In prima visita racconta: “Fino a prima delle vacanze seguivo bene la mia vecchia dieta: tante verdure, niente zuccheri, niente dolci, proteine magre, poco olio. Il menù perfetto dal lunedì alla domenica e la pizza senza mozzarella al sabato sera.
Andava tutto bene, avevo perso 10 kg in 3 mesi ero MOTIVATISSIMO.
Ma poi… Ma poi sono arrivate le vacanze.”.
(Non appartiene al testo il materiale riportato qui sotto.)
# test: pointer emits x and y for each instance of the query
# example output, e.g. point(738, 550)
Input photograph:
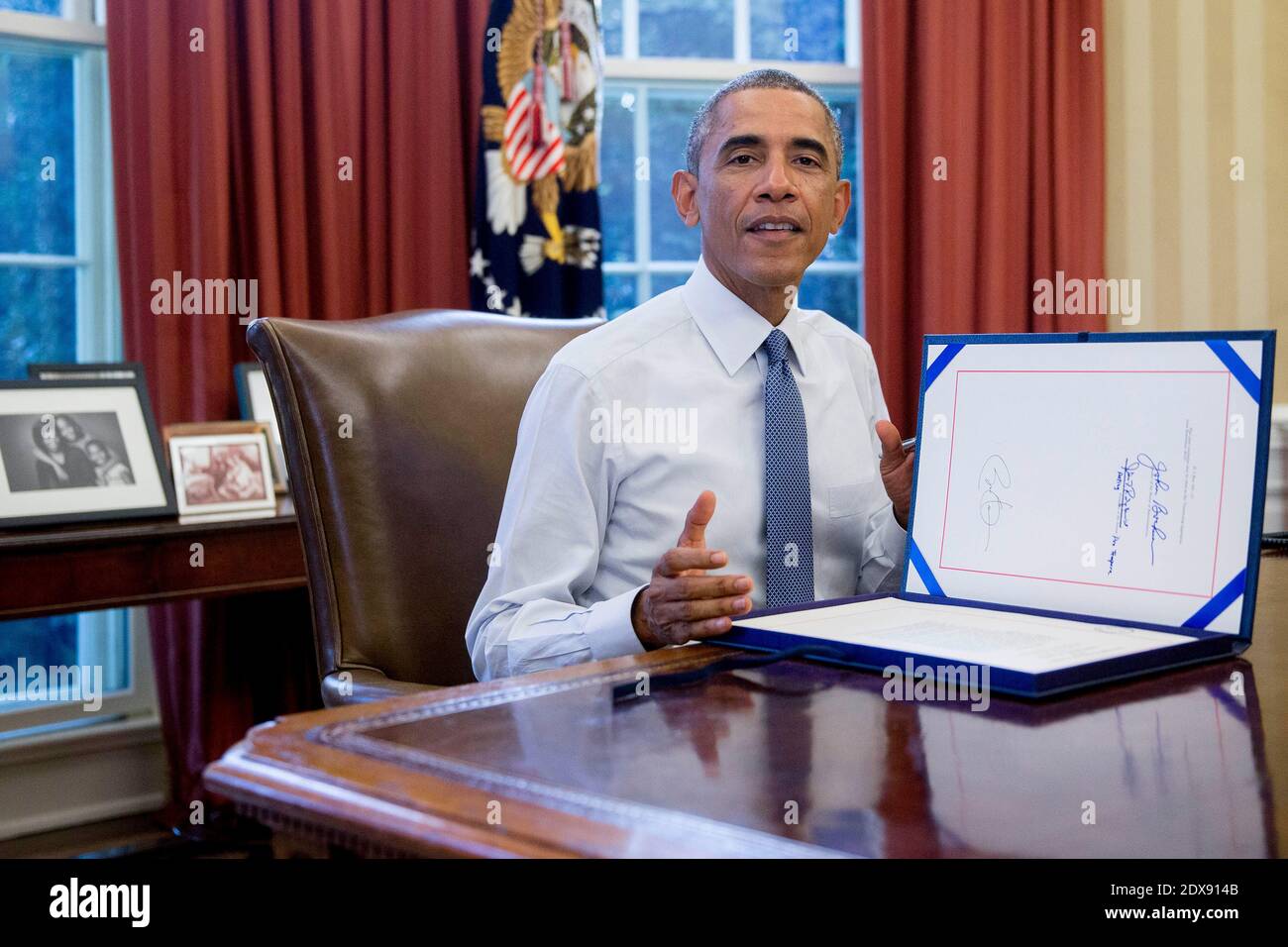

Un buffet all inclusive, cibo gustoso a colazione, pranzo e cena, per 2 settimane.
“G” si era detto “mangio un poco di tutto”, ma subito alla prima colazione la prima difficoltà: dolci.
Dolci OVUNQUE, anche i suoi preferiti krapfen alla crema.
G aveva deciso, niente dolci e quindi aveva resistito e fiero di esserci riuscito aveva preso il suo porridge con yogurt, frutta secca ed un frutto.
Al tavolo con gli amici arrivò la battuta: “Ma sei ancora a dieta? Non essere rigido anche in vacanza”. Aveva preso il porridge. Ma mentre lo mangiava, continuava a guardare il vassoio dei krapfen. Uno, due, tre… sembravano chiamarlo
A pranzo invece è stato il momento del gelato, quando dopo la sua insalata era passato davanti al tavolo dei gelati.
La cena invece, seduti al tavolo: “ci prendiamo una bottiglia di vino?”.
Stoicamente aveva resistito a tutto.
Tuttavia era solo il primo giorno e aveva già finito le riserve di forza di volontà.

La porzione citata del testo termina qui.